Task-Specific Skill Localization in Fine-tuned Language Models
This addresses the need to understand and improve the efficiency and interpretability of fine-tuned models for NLP practitioners, though it is incremental as it builds on parameter-efficient fine-tuning concepts.
The paper tackles the problem of identifying where task-specific skills reside in fine-tuned language models, proposing a method that localizes these skills to a very small subset of parameters (~0.01% of the model) responsible for over 95% of performance, with improvements such as 40-90% error reduction in calibration and better out-of-distribution predictions.

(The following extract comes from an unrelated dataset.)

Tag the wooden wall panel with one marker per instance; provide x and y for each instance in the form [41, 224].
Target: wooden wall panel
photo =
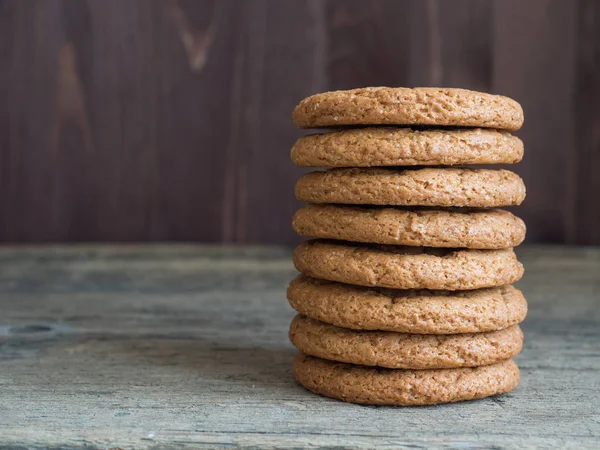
[171, 119]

Pre-trained language models can be fine-tuned to solve diverse NLP tasks, including in few-shot settings. Thus fine-tuning allows the model to quickly pick up task-specific ``skills,'' but there has been limited study of where these newly-learnt skills reside inside the massive model. This paper introduces the term skill localization for this problem and proposes a solution. Given the downstream task and a model fine-tuned on that task, a simple optimization is used to identify a very small subset of parameters ($\sim0.01$% of model parameters) responsible for ($>95$%) of the model's performance, in the sense that grafting the fine-tuned values for just this tiny subset onto the pre-trained model gives performance almost as well as the fine-tuned model. While reminiscent of recent works on parameter-efficient fine-tuning, the novel aspects here are that: (i) No further re-training is needed on the subset (unlike, say, with lottery tickets). (ii) Notable improvements are seen over vanilla fine-tuning with respect to calibration of predictions in-distribution ($40$-$90$% error reduction) as well as the quality of predictions out-of-distribution (OOD). In models trained on multiple tasks, a stronger notion of skill localization is observed, where the sparse regions corresponding to different tasks are almost disjoint, and their overlap (when it happens) is a proxy for task similarity. Experiments suggest that localization via grafting can assist certain forms of continual learning.